Australia’s Liberal (Tory) government faces defeat in elections next Saturday as the Labor Party tacks to the left. Over six years and three separate prime ministers, the Tories have waged war on unions and working class people.
They have cut wages for low paid workers and slashed spending on health and education – while delivering tax cuts for the rich. Now even their racist scare tactics are failing to claw back votes.
Earlier this year, the government wasted millions of dollars reopening the Christmas Island detention centre. It accused refugees brought to Australia to access emergency medical care of kicking locals off hospital queues.
But most people now oppose the government’s torture of refugees on the offshore islands of Manus and Nauru.

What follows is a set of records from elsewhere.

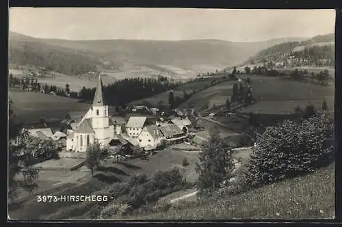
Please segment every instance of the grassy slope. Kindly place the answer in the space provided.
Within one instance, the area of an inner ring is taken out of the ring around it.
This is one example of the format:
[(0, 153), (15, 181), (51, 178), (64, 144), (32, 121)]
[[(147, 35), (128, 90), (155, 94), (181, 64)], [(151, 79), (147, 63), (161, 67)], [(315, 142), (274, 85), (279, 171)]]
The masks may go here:
[(235, 196), (184, 204), (167, 212), (127, 219), (321, 219), (334, 218), (334, 165)]
[[(49, 195), (91, 195), (93, 192), (103, 190), (115, 182), (124, 181), (132, 174), (145, 173), (148, 175), (157, 170), (166, 170), (171, 165), (181, 165), (184, 157), (189, 162), (186, 168), (187, 181), (193, 182), (198, 177), (194, 168), (198, 162), (198, 154), (164, 150), (152, 156), (148, 161), (130, 160), (116, 163), (114, 160), (104, 165), (105, 168), (96, 172), (94, 176), (86, 183), (51, 189)], [(115, 160), (115, 159), (114, 159)], [(153, 163), (153, 165), (151, 165)], [(78, 170), (75, 170), (78, 171)], [(10, 211), (10, 217), (18, 219), (66, 219), (83, 216), (90, 218), (90, 213), (98, 211), (95, 202), (36, 202), (36, 197), (27, 201), (21, 208)]]

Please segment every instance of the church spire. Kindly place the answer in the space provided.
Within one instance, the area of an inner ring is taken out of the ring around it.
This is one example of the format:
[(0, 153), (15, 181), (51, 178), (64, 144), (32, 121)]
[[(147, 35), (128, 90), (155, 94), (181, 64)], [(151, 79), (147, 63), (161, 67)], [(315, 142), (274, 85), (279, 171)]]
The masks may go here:
[(97, 83), (95, 96), (94, 96), (93, 105), (103, 105), (103, 93), (102, 92), (102, 80), (101, 76), (98, 75), (98, 82)]

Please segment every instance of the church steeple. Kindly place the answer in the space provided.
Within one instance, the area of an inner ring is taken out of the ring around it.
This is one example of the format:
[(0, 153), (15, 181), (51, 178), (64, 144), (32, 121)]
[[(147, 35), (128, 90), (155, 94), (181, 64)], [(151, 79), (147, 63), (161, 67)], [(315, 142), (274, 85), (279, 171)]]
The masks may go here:
[(98, 81), (97, 83), (96, 90), (94, 96), (94, 101), (92, 105), (104, 105), (103, 103), (103, 93), (102, 92), (102, 79), (101, 76), (98, 75)]

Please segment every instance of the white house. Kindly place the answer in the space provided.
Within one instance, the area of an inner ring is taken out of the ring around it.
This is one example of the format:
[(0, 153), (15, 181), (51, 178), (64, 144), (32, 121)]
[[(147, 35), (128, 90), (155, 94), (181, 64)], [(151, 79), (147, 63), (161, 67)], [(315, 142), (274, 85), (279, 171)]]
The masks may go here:
[(137, 137), (146, 124), (147, 117), (131, 116), (126, 124), (126, 132), (130, 137)]
[(105, 146), (114, 138), (114, 125), (108, 113), (108, 106), (103, 102), (102, 80), (99, 75), (92, 105), (75, 130), (68, 136), (66, 150), (86, 152), (90, 144), (97, 142)]
[(137, 137), (139, 146), (144, 148), (145, 150), (155, 148), (162, 138), (163, 134), (159, 127), (155, 125), (144, 127)]

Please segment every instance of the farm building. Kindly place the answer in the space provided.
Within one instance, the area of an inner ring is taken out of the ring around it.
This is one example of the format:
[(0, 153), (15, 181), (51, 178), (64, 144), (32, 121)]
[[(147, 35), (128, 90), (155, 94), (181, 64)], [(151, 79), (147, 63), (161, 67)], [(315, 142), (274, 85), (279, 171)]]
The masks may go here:
[(131, 137), (137, 137), (144, 126), (146, 126), (146, 117), (132, 116), (126, 124), (126, 131)]
[(53, 138), (53, 134), (51, 128), (41, 128), (41, 129), (27, 129), (29, 134), (35, 137), (39, 137), (43, 139), (47, 138)]

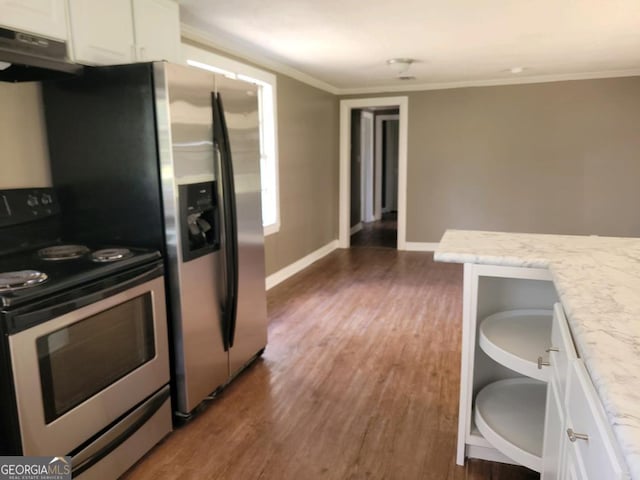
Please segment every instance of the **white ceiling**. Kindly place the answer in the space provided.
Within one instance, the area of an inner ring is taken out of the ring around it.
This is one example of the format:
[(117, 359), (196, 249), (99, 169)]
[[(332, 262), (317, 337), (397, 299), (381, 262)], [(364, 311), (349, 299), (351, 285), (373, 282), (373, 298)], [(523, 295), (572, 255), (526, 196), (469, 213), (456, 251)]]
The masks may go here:
[[(338, 93), (640, 75), (640, 0), (180, 0), (223, 49)], [(386, 65), (415, 58), (402, 81)], [(519, 74), (512, 67), (524, 67)]]

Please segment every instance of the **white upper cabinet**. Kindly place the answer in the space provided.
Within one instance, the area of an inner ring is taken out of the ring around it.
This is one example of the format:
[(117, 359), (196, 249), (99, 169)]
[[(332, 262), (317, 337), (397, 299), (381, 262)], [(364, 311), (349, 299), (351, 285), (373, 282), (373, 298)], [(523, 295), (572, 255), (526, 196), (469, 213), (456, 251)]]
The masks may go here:
[(85, 65), (134, 61), (131, 0), (69, 0), (74, 60)]
[(65, 4), (65, 0), (0, 0), (0, 26), (66, 40)]
[(180, 14), (173, 0), (69, 0), (69, 16), (77, 63), (180, 60)]
[(180, 14), (172, 0), (132, 0), (136, 57), (180, 61)]

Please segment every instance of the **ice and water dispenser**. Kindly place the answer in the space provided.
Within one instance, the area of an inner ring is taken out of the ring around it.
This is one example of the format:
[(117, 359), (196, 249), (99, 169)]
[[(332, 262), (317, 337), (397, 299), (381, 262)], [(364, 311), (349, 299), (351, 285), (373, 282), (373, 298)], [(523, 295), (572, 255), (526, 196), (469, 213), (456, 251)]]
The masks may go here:
[(216, 182), (180, 185), (178, 196), (183, 261), (220, 249)]

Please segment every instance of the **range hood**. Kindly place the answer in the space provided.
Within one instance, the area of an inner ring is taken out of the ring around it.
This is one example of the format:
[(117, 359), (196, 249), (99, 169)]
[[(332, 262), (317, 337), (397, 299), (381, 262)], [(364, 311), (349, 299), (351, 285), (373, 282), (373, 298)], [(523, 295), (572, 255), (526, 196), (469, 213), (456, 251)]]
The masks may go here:
[(81, 65), (69, 62), (65, 42), (0, 28), (0, 80), (47, 80), (81, 71)]

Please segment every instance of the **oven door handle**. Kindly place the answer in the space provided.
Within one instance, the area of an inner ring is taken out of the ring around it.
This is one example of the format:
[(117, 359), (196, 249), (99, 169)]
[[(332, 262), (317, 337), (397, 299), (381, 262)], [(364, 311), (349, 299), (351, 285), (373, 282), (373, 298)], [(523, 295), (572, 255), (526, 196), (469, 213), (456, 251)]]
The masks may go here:
[(125, 414), (124, 418), (101, 434), (98, 439), (71, 452), (69, 456), (72, 477), (75, 478), (91, 468), (122, 445), (160, 410), (170, 396), (171, 390), (167, 385), (132, 412)]
[[(111, 279), (111, 284), (103, 288), (103, 282), (97, 282), (94, 289), (88, 287), (87, 295), (79, 298), (68, 298), (68, 292), (63, 292), (53, 298), (37, 302), (25, 309), (17, 309), (7, 317), (7, 327), (9, 334), (14, 334), (38, 325), (46, 320), (64, 315), (65, 313), (77, 310), (86, 305), (90, 305), (107, 297), (116, 295), (135, 286), (141, 285), (149, 280), (162, 275), (164, 267), (162, 263), (149, 268), (148, 265), (134, 269), (132, 271), (115, 275)], [(141, 273), (142, 272), (142, 273)]]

The Tories are deeply divided – particularly over climate change. Many Tory MPs are outright climate deniers and fanatical defenders of the coal industry. Even the government’s own hopeless climate policy was dumped as being too much for its MPs to stomach.
Australia remains heavily reliant on coal, which provides 60 percent of power generation and a multi-billion dollar export industry. Prime minister Scott Morrison even waved around a lump of coal in parliament to taunt climate activists.
The success of the school climate strikes here was one indication of the growing desire for action on climate change. Organisers estimate 150,000 joined the protests.
Labor hopes to tap into the disgust at stagnant wages as corporate profits soar. It’s promising to tax high income earners, and end subsidies for shareholders and wealthy property investors. This would fund spending for schools, childcare and hospitals.
The union movement secured pledges from Labor to reverse some anti-union laws and make other changes on industrial relations. So it has gone all out to campaign for Labor across marginal seats.
And Labor has presented itself as the party of climate action. It backs a 50 percent renewable energy target and the use of electric vehicles, along with pollution limits for big companies.
But Labor has refused to oppose the Adani coal mine, the target of a long-running environmental campaign. And its plans on renewable energy would simply replace coal power plants that are closing anyway. Labor has also announced plans to expand fracking in northern Australia.
There will be widespread celebration if the Tories lose. But Labor’s promises aren’t anywhere near enough. A Labor win would still leave Australia with some of the toughest anti-strike laws in the developed world.
And Labor refuses to bring the 900 refugees who have faced almost six years of torture on Manus and Nauru islands to Australia.
High school climate activists are talking about calling another walkout for September. Whether over climate change, refugees or union rights, we will need more of this kind of action to win real change.